How slow were going? Did you cut the person off? Did you file a report with the police?


----------



## dcs2244 (Jan 29, 2004)

Speed is of no moment: do not tailgate. period.


----------



## 94c (Oct 21, 2005)

find out if his wife is one of those women that adores her nails and spends a hundred bucks a week on them. If so, spread fluffernutter underneath the door handle of her car. :grin:


----------



## dmackack (May 27, 2003)

94c said:


> find out if his wife is one of those women that adores her nails and spends a hundred bucks a week on them. If so, spread fluffernutter underneath the door handle of her car. :grin:


LOLB: 
http://www.marshmallowfluff.com/pages/homepage.htmlhttp://www.marshmallowfluff.com/pages/order_by_credit.html


----------



## JoninNH (Jan 29, 2004)

K9Vinny said:


> *69 your phone, then take turns calling different pizza places, chinese restaurants, etc. that deliver, and order take out delivery to his house. At least you can have some chuckles as you look out your window at the guy arguing with the delivery boys. Do it all on the same night, even better.
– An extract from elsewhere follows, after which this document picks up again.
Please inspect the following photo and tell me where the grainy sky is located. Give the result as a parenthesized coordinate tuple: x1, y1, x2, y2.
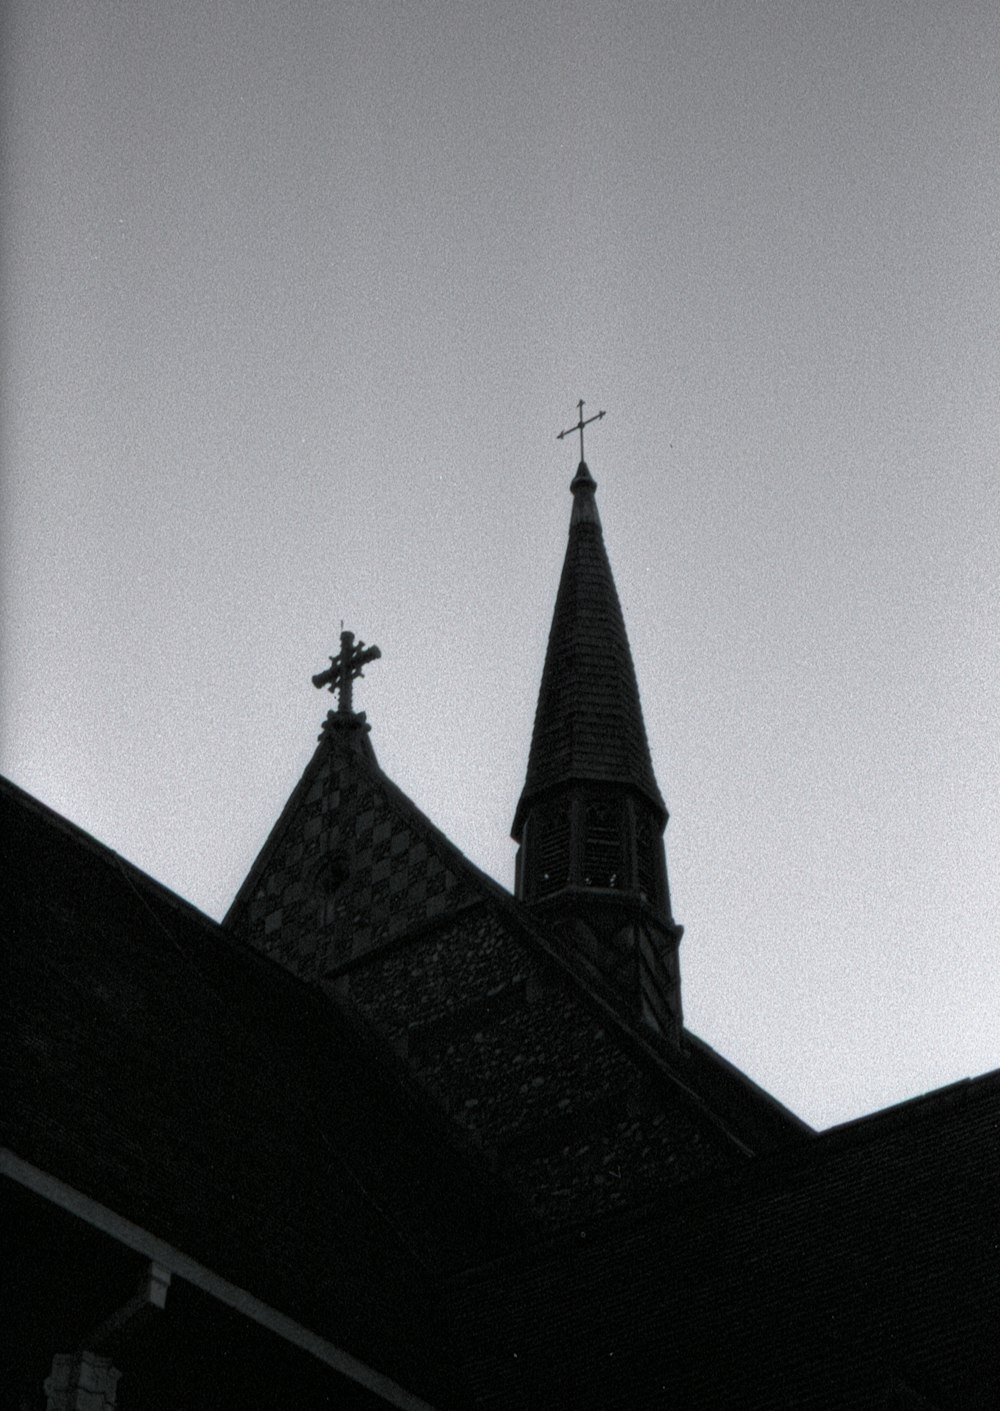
(3, 1, 998, 1128)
Good idea Vinny, but use *67 instead. *67 blocks your number, *69 does not.


----------



## Foxracingmtnridr (Feb 23, 2003)

K9Vinny said:


> *69 your phone, then take turns calling different pizza places, chinese restaurants, etc. that deliver, and order take out delivery to his house. At least you can have some chuckles as you look out your window at the guy arguing with the delivery boys. Do it all on the same night, even better.


It's *67. *69 is the last # that called you.

Scott :rock:


----------



## K9Vinny (Sep 25, 2005)

Okay, okay, let's compromise. *68??


----------